Elias Isquith at the League reflects on Huntsman’s predicament:
Besides Buddy Roemer, Jon Huntsman is my favorite of the GOP field. I imagine more than a few left-leaning people would agree with me on that one. He’s kind of like an inverse of Joe Lieberman — the Republican wonky lefties like. Even if we like Huntsman, that doesn’t mean that we’d vote for him. It’s not very complicated; he’s a conservative. So there he is in the worst of both worlds: the people who in theory would vote for him resent him for, in their eyes, being a bad teammate; and the people on the other side give him a pat on the head, but nothing more.

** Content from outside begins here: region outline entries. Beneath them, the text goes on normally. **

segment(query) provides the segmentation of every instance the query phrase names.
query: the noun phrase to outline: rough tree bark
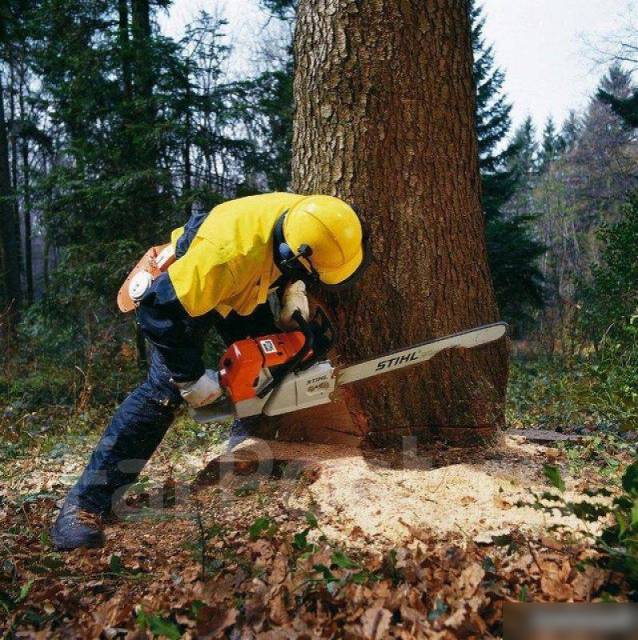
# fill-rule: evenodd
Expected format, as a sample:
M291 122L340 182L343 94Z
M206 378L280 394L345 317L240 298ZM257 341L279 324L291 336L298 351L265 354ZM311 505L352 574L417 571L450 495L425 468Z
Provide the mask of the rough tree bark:
M371 234L365 279L327 301L343 360L498 320L468 2L301 0L295 60L293 188L344 198ZM377 440L477 434L503 423L506 381L502 340L359 383L346 403Z

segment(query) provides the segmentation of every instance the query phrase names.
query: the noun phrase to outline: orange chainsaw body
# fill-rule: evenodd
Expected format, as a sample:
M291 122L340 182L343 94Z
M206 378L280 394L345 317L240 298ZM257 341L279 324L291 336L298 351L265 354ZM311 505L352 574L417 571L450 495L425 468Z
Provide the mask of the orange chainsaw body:
M117 306L120 311L128 313L137 307L137 304L131 298L130 285L138 274L146 272L151 280L155 280L160 273L166 271L175 262L175 252L171 251L171 248L172 245L170 244L151 247L133 267L133 270L128 274L117 293Z
M255 398L262 371L271 371L289 362L304 342L301 331L238 340L219 361L222 388L235 404ZM307 357L312 357L312 352Z

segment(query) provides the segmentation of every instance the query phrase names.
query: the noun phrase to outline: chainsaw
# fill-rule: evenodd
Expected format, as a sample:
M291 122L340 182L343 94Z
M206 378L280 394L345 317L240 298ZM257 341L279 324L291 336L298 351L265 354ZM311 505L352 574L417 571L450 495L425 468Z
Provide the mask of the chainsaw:
M219 361L224 395L211 405L191 409L197 422L278 416L328 404L337 387L413 367L447 349L494 342L507 332L504 322L487 324L339 368L327 357L336 333L323 309L318 308L309 322L299 311L292 319L298 331L247 338L228 347Z

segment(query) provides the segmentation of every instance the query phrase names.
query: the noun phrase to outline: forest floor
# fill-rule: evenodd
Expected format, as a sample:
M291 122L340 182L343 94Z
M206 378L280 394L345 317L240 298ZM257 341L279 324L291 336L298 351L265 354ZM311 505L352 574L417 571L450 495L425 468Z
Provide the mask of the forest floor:
M591 494L618 486L623 437L520 429L407 452L248 440L229 458L227 430L183 418L106 546L61 554L48 528L105 411L19 418L35 437L0 481L6 637L489 638L510 602L624 599L622 576L591 562L600 525L560 508L610 499Z

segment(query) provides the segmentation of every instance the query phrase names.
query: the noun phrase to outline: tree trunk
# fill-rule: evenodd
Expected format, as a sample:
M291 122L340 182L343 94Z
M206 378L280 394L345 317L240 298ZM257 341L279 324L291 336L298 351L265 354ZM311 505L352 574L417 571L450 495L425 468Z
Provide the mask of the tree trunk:
M157 170L158 148L154 127L156 124L154 87L154 57L151 30L151 7L149 0L131 0L132 71L134 99L135 134L132 160L136 170L147 172L140 181L138 202L134 213L138 238L148 242L156 230L158 219Z
M4 115L4 93L0 75L0 236L2 236L3 281L10 319L15 319L21 302L20 228L13 208L13 189L9 168L9 144Z
M370 232L366 277L326 300L343 361L498 320L468 2L302 0L295 58L294 190L343 198ZM357 383L345 398L379 441L477 434L503 424L506 382L502 340Z

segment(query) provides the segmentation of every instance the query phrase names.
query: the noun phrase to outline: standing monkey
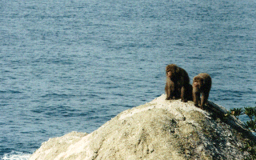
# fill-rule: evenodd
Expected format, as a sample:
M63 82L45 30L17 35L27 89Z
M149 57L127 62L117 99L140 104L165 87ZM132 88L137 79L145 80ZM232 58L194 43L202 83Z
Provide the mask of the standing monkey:
M201 98L201 108L202 108L207 102L209 93L211 87L211 78L208 74L199 74L193 78L193 101L194 106L198 106Z
M192 100L192 86L186 70L174 64L170 64L167 65L166 71L166 100L182 98L182 102L184 102Z

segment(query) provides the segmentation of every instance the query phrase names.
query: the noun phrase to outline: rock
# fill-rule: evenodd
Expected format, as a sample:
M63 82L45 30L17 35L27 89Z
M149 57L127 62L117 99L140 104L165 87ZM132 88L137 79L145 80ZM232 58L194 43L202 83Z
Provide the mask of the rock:
M87 134L50 138L34 159L243 159L246 138L255 137L211 102L206 110L166 95L125 110Z

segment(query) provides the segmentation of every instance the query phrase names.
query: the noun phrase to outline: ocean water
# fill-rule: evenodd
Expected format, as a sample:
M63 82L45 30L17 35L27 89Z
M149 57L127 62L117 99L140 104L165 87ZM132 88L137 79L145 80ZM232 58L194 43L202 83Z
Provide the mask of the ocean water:
M0 1L0 158L160 96L170 63L255 106L255 46L254 0Z

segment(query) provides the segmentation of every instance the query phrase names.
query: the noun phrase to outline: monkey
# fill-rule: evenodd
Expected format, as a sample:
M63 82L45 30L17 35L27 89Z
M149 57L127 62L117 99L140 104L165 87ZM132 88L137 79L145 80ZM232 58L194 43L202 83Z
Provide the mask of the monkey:
M181 98L184 102L192 101L192 86L186 71L175 64L170 64L166 66L166 99Z
M202 109L209 98L209 93L211 87L210 76L206 73L199 74L193 78L192 86L193 102L194 106L199 106L200 94L202 94L200 108Z

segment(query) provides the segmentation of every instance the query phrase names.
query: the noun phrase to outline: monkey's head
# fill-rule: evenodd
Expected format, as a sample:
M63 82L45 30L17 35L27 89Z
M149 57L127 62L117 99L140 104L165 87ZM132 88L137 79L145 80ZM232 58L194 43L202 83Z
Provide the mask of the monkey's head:
M166 76L170 79L174 78L178 73L178 67L174 64L167 65L166 68Z

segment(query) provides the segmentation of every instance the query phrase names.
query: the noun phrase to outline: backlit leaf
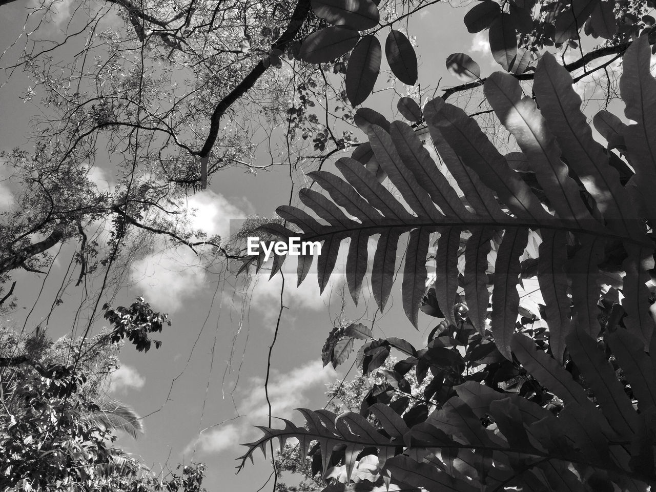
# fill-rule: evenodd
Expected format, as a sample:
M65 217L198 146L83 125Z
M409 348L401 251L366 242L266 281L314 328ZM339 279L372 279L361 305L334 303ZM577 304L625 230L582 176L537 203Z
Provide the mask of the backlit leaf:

The comparison with Lieberman has occurred to me, but I thought it might seem unfairly harsh. Here’s what puzzles me: why would “wonky lefties” like him? Forget about the Iran and Israel business for the moment. Just look at Huntsman’s record and his proposals as a candidate on domestic issues. He is more or less an older version of Paul Ryan, whom “wonky lefties” certainly do not adore. As Ezra Klein pointed out months ago, Huntsman has been the candidate willing to make meaningless gestures to demonstrate that he is not in lockstep with his party on matters relating to science and environmental policy, but his actual positions on environmental policy in this campaign are essentially no different from the other candidates’ views. He differed with conservatives on cap-and-trade in the past, but went out of his way to disavow that position once he started running. The hawkish Republican love affair with Joe Lieberman has been deeply unfortunate in many ways, but at least everyone knows why they are heaping praise on the man. What explains similar liberal adulation for Huntsman? There doesn’t seem to be any policy or political reason for it. Is it simply a bizarre reverse tribalism that inspires liberals to root for a candidate that conservatives have rejected?